In a statement, the two firms described themselves as committed to buying the asset following the completion of a “communication and consultation process with employee representatives”. Blackstone and Lion expect the deal to close in early 2006.
The two firms, which earlier this year teamed up for an ultimately unsuccessful attempt to acquire UK drinks groups Allied Domecq, plan to own the Cadbury portfolio as equal partners.
A Lion spokesperson declined to disclose any details regarding the capital structure that will be put in place.
According to a source close to the deal, a debt package equivalent to just over 7x CSEB’s 2005 EBITDA has been arranged to finance the purchase.

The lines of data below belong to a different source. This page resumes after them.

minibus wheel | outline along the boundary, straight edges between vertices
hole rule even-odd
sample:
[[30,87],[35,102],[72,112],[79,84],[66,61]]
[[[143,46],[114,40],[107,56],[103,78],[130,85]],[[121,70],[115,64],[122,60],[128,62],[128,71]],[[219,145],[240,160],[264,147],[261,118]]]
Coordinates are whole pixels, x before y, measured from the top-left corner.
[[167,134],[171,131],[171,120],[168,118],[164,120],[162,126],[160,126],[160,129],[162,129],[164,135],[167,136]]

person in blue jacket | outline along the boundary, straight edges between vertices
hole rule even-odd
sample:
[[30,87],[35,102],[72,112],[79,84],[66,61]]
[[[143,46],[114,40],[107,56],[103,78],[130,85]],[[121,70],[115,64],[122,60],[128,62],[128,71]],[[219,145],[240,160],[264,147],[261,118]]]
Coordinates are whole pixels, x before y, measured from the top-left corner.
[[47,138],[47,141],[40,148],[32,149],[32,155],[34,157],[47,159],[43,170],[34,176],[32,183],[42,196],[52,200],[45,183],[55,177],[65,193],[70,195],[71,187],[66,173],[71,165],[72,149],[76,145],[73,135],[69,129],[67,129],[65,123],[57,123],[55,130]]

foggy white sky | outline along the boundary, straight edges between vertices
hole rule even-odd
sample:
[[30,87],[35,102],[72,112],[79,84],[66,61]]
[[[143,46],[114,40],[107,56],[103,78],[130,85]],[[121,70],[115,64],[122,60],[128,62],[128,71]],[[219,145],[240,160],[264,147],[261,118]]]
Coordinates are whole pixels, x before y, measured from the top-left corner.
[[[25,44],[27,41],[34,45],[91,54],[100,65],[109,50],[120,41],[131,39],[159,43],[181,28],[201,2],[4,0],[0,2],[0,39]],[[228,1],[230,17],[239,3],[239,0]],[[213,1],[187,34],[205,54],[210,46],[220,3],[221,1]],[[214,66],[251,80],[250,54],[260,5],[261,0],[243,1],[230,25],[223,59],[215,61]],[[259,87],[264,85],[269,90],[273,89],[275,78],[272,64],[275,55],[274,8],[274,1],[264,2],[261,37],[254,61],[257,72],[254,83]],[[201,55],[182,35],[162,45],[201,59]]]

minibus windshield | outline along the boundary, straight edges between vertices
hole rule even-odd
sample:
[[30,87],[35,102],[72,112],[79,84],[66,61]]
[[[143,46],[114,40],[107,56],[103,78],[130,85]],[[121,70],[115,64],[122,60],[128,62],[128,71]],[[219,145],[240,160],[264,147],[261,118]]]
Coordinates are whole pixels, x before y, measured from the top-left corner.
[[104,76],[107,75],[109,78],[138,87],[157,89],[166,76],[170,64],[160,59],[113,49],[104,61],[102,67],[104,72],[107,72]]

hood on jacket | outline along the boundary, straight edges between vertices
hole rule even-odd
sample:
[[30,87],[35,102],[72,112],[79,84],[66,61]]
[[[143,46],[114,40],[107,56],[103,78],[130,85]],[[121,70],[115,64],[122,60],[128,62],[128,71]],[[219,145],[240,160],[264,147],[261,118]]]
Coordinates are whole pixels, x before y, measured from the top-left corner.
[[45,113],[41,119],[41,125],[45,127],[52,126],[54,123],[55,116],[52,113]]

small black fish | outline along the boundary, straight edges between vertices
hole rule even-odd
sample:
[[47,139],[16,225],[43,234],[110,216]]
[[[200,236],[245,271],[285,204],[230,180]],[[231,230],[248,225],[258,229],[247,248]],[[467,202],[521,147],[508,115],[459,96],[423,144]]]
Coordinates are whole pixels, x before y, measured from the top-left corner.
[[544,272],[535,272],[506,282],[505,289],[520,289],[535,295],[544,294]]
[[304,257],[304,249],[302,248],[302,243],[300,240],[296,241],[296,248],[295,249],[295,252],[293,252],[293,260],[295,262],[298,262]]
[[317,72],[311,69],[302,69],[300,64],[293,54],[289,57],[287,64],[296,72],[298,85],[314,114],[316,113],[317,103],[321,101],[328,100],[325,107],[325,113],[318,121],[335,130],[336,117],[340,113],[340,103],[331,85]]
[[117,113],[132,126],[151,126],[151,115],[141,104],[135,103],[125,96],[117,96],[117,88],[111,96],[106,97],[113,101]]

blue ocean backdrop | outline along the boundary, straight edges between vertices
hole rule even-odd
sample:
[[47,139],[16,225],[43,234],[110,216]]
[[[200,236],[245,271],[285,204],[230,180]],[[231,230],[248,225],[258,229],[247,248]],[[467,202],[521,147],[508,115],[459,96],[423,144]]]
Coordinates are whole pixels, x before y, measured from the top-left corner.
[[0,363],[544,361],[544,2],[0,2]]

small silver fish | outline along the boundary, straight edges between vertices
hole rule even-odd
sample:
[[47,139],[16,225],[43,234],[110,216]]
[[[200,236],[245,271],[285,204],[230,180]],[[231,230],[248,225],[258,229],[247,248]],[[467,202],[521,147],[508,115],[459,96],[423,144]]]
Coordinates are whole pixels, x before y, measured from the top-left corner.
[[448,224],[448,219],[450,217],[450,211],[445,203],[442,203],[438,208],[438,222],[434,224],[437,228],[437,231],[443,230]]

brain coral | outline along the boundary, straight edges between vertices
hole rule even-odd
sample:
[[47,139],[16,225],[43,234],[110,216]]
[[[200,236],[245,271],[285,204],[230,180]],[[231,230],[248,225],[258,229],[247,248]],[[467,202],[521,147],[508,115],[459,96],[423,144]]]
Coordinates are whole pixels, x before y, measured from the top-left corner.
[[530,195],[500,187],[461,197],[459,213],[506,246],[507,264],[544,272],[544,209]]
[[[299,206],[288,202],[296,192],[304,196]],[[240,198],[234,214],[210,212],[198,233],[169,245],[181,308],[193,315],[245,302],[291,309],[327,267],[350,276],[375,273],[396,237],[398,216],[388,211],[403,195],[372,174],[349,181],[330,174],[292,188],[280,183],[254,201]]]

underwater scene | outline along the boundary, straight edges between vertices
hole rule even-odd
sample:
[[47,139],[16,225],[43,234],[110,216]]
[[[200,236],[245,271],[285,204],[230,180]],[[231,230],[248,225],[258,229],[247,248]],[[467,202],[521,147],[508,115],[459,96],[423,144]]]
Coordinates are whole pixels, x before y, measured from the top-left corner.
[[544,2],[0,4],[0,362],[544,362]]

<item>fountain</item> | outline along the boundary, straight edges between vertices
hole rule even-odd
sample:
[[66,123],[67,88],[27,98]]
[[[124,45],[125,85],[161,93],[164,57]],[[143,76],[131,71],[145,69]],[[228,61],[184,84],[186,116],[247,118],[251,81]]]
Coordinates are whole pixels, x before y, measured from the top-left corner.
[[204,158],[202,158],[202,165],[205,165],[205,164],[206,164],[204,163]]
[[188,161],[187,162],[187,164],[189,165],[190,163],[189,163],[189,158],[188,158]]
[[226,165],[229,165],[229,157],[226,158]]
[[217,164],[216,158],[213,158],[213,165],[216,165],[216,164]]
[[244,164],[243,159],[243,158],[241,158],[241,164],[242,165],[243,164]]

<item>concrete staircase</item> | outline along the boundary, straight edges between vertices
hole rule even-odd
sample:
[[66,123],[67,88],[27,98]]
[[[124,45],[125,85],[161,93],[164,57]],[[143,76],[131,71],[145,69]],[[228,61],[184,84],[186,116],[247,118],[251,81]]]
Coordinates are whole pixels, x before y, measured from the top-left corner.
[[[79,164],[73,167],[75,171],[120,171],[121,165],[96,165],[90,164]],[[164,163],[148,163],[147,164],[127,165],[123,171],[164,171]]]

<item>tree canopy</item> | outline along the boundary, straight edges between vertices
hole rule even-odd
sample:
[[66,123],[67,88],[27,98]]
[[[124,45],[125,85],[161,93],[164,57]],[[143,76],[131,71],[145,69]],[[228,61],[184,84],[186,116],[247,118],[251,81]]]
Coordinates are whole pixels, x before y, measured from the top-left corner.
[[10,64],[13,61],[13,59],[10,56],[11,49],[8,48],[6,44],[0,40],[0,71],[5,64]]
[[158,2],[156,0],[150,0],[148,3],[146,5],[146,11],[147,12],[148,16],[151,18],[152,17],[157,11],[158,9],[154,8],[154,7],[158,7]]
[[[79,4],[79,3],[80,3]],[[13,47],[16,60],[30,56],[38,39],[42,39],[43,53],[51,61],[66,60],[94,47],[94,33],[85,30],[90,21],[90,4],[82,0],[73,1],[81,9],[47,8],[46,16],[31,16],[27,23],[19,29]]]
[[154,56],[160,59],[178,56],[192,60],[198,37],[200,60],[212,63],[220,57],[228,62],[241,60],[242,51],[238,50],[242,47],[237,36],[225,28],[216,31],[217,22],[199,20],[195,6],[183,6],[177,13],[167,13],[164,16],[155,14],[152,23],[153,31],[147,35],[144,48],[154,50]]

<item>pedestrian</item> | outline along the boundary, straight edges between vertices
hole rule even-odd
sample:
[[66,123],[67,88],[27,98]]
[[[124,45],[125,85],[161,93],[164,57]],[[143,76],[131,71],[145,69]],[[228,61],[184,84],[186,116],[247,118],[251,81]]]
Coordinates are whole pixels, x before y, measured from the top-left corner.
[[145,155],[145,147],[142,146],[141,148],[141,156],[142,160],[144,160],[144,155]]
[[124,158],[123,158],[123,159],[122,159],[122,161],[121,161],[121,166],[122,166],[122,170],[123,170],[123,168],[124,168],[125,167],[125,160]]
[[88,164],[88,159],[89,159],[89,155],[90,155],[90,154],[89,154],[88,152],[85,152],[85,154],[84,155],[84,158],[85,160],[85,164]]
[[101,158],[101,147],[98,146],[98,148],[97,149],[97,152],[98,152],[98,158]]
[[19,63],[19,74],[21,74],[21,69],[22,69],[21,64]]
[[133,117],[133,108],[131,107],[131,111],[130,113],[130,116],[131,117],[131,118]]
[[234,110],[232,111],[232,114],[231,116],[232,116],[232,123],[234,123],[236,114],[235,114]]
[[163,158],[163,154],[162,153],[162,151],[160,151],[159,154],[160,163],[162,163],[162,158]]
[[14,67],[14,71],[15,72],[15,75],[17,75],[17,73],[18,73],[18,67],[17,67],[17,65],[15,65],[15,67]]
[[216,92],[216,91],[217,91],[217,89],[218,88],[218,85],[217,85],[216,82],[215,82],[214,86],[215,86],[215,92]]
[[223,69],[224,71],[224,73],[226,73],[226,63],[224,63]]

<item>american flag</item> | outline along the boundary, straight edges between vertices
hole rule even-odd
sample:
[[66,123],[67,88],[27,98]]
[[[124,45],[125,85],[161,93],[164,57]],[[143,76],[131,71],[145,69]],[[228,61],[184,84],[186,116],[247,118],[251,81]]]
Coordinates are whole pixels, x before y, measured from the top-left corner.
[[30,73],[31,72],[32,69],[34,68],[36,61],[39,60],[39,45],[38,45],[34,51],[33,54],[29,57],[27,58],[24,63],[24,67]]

Post-closure, Blackstone and Lion will own a portfolio of brands including Schweppes, Orangina, Oasis and TriNa. The division has roughly 3,000 staff. 2005 sales are expected to come in at approximately €1 billion.
Javier Ferran, a former CEO at Bacardi, the spirits maker, who joined Lion Capital as a director earlier this year, will serve as CSEB’s chairman. A source close to Lion said the new owners would focus on achieving top line growth, whilst also looking at potential cost reductions.
The deal bolsters Lion’s reputation as an investor in branded consumer goods. Lyndon Lea, founding partner, commented: “These brands are leaders in their categories with unique points of difference due to their fruit-based nature which is on trend from a secular perspective. We look forward to working with the management to invest and develop the brands in their core territories.”
NM Rothschild and JPMorgan acted as financial advisors to Lion and Blackstone. Debt is being provided by JPMorgan, Citigroup and Bank of America. Cadbury Schweppes was advised by Goldman Sachs.